Filtered through a child’s eyes, all of these combine to create joy, a two-old bonus. Firstly, having this emotion associated with theatre, however non-specifically, is priceless (particularly, but not exclusively) in an age when maintaining theatre audiences and growing new ones is a complex challenge. Secondly, any parent worth their salt will spend half of their time watching their offspring’s reaction to the show rather than what is going on on stage, and if that is the case, they’re going to have a better time than even the antics of the talented cast could deliver.

On that score, Michael Riff Themba (star quality in spades and lithe, fluid movement as Peter Pan); Bongi Mthombeni (vocal versatility and sustained energy as Smee), Joanna Abatzoglou (a glorious singing voice as Wendy), Weslee Swain Lauder (sass, songs and detached drollness as Clementina Coconut) and Craig Urbani (flashes of his true – stunning – talent in a performance, as Captain Hook, that never pushes him) deliver, as does a tight, animated band under the leadership of musical director Roelof Coelyn.

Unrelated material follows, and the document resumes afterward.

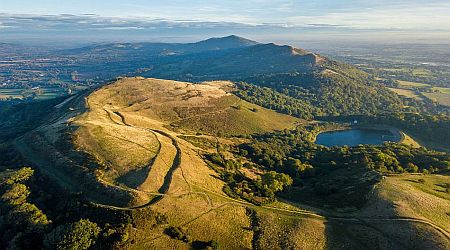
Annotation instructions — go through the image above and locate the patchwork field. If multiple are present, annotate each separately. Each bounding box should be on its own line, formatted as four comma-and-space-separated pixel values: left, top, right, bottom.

You’ll see more compelling stories often; perhaps every time you go to the theatre for the rest of the year. But you’re unlikely to find a formula – even in the adjoining People’s Theatre, which hosts productions tailored specifically for kids – that so effectively ignites an awareness of the way theatre delivers old-fashioned, impossible to understand magic.

Take your little ones, please. They, and the hopes of South African theatre to come, will benefit.